The two larger outer springs provide the pressure for the clutch. Both of them should measure 45mm when new and unloaded and need 155kg to shorten it by 20mm to a compressed length of 25mm. If the pressure required to do this is less than 140kg replace the springs. Tighten the knurled disk till the length of the compressed springs is 27.5mm. You should be able to rotate the whole assembly with your hand making sure the springs are centered. With the spring at this length and about one thread protruding from the last pressure plate on the LH side of the engine, I was ready to finish the final clutch adjustment on the RH side.

After assembling in the order shown in the photo, I mounted the aluminum cover plate with the vertical clutch lever. The max allowed difference in diameter between the pivot boss on the lever and the pivot itself cannot exceed 0.20mm.

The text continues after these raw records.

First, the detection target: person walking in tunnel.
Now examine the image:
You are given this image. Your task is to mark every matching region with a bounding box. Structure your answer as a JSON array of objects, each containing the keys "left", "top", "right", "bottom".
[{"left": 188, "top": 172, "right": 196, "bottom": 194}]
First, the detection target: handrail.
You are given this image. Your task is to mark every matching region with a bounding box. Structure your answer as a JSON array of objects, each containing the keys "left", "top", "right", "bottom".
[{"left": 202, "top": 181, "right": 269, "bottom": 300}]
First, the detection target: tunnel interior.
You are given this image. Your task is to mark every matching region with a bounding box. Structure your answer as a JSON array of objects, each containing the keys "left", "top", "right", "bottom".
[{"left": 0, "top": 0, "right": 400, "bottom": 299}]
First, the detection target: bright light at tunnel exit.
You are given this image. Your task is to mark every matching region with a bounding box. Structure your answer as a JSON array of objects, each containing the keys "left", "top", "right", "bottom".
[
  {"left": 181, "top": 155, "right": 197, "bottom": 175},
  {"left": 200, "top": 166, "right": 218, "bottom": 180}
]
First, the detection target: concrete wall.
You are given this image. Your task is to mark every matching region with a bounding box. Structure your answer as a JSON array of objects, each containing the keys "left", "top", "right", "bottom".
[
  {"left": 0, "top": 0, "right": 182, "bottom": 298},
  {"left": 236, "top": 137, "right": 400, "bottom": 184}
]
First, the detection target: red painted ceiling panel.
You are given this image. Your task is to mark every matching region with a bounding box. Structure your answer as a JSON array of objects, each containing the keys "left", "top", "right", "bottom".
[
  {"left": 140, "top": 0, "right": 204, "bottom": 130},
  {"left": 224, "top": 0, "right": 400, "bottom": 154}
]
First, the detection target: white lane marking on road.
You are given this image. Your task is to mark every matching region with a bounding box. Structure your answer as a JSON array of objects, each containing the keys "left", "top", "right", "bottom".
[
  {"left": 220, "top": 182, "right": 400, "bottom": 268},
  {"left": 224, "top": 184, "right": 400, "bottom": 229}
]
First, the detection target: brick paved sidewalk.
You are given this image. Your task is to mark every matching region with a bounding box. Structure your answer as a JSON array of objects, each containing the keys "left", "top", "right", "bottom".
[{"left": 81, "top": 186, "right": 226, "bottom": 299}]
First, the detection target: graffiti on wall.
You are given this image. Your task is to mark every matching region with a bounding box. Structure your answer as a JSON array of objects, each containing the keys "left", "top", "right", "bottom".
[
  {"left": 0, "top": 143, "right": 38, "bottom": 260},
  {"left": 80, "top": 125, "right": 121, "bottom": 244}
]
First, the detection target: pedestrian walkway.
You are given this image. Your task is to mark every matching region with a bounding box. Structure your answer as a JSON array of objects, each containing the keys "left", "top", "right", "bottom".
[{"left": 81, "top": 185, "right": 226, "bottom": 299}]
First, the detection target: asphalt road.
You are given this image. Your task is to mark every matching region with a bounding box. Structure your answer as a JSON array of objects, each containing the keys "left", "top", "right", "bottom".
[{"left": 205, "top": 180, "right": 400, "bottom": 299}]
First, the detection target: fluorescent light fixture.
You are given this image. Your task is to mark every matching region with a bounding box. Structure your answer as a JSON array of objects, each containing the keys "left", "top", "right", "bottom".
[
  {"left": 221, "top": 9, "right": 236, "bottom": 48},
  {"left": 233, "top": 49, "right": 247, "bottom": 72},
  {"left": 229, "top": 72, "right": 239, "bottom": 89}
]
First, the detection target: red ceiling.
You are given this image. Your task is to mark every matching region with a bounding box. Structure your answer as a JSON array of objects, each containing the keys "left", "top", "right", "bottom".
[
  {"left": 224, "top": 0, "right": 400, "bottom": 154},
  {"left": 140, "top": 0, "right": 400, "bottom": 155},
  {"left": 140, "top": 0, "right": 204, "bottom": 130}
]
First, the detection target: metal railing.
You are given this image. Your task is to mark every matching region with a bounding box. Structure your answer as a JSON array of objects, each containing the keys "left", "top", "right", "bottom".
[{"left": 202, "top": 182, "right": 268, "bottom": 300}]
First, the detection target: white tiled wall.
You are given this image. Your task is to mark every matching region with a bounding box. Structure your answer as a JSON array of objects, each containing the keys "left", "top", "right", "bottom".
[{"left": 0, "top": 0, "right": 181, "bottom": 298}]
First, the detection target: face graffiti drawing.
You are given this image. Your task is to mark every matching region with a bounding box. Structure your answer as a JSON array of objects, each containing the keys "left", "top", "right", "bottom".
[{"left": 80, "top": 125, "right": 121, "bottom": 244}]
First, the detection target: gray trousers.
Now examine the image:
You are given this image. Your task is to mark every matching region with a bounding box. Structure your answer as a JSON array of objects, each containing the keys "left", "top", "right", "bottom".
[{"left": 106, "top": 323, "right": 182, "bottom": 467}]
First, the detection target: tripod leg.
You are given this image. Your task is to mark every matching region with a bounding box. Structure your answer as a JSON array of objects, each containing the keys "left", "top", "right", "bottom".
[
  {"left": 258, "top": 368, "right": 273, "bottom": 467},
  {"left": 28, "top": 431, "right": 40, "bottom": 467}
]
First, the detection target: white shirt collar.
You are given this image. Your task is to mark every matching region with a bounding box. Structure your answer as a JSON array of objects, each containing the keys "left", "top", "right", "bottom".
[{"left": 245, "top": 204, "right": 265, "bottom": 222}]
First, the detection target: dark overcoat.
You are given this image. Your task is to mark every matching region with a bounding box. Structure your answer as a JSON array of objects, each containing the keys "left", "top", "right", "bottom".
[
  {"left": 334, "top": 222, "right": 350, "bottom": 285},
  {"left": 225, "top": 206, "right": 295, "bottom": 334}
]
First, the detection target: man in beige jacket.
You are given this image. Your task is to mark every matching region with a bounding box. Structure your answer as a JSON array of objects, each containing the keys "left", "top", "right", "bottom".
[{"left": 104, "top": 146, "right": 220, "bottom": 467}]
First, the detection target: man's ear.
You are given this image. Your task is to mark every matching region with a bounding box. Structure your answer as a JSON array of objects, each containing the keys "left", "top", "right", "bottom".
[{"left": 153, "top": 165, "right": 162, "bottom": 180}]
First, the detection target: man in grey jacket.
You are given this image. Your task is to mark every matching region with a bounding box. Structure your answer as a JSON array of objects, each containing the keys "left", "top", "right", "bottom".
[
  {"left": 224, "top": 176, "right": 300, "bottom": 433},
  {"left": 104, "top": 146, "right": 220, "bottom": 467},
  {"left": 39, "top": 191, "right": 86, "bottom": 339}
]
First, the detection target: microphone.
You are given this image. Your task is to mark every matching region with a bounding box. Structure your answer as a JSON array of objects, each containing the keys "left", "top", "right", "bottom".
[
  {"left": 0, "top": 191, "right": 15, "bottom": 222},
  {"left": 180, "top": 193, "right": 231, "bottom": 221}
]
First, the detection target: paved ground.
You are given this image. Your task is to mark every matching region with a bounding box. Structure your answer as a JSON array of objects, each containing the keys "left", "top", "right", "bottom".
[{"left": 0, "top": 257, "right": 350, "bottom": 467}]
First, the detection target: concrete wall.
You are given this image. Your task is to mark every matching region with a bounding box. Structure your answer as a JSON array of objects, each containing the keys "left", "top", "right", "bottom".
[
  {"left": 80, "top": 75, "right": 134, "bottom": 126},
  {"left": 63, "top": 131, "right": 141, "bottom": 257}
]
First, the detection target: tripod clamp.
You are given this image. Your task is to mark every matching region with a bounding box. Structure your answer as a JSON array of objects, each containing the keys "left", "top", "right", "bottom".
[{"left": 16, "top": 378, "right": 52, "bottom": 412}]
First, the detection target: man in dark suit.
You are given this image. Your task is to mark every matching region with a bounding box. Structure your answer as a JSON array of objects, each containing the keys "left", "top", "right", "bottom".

I connected the vertical clutch lever with the clutch cable to the clutch lever on the handle bar. When the handle bar lever is fully pulled in (clutch disengaged) the outer disk should not get pushed beyond the four jaws of the fixed clutch hub or protrude beyond the face of the helical gear. The various adjusters for the clutch cable can be loosened or tightened. The vertical clutch lever acts on the clutch pressure rod via a rounded , tempered tip of the screw that goes through the lever. When new, the tip of this tempered hemisphere should extend 3.5mm beyond the plane of the lever. I tightened this screw till it put pressure on the cap but yet I could rotate the cap with my fingers (the manual recommends a clearance of 0.20mm between the tip of the adjuster screw and the cap that sits on the radial bearing).

After racking up some miles, oil collects in the clutch case and the clutch starts to slip. The oil needs to be drained and the plates flushed clean. See the section under the Oil Pump for more detail.

I carefully closed the LH side primary side cover by pressing in the cover against the pressure of the spring behind the smaller primary drive helical gear and tightening all 6 screws equally to prevent the spring pressure from distorting the aluminum cover.

The kick starter was missing on this bike and so a new one came from Stucchi. You need to make sure that the initial point of contact on the kick starter quadrant is square to the kickstarter ratchet gear. The kickstarter shaft extends through the engine terminating in a nut and washer that is a loose sliding fit against the engine case. There seems to be a strange hole at the LH end of the kickstarter shaft but its purpose is not clear.



I used for the final drive chain a Regina 520 non-O ring chain from Stucchi. I had an O ring chain but it was too wide to clear the space between the output sprocket and the crankcase. The chain was adjusted for about 25mm movement when the rear axle, swingarm pivot are in a straight line - max of the arc of travel of the swingarm. The manual also gives a max movement of 40mm at the center of the chain when the bike is on its center stand. Either way, with a normal complement of riders on the bike the chain should not be too tight.

The manual specifies the following method of determining the max length of the chain before replacement. Grip the chain in a vice and stretch it so that the rollers pull against each other. Measure the pitch of the chain (distance from the center of a roller to the center of the adjoining roller). This cannot exceed 16.04mm. This should be 15.88mm for a new chain. Obviously, you must measure at various links, a pretty laborious method! Maybe just easier to see if the max adjustment at the chain adjusters has been used up and the chain is still too loose at the midpoint of the swingarm travel.

The gear ratios are as follows:

Engine gear (50 helical teeth) to clutch gear (72 teeth) of 1.44:1
Gearbox output sprocket (15 teeth) to rear wheel sprocket (48 teeth) of 3.2:1
Gearbox internal ratios:
1st gear: 1:5.07 (final drive ratio is 1.44:1)
2nd gear: 1:2.84 (final drive ratio is 13.06:1 a huge drop which is offset by really blipping the throttle before pushing into second)
3rd gear: 1: 1.52 (final drive ratio is 6.99:1, another large drop requiring more blipping!)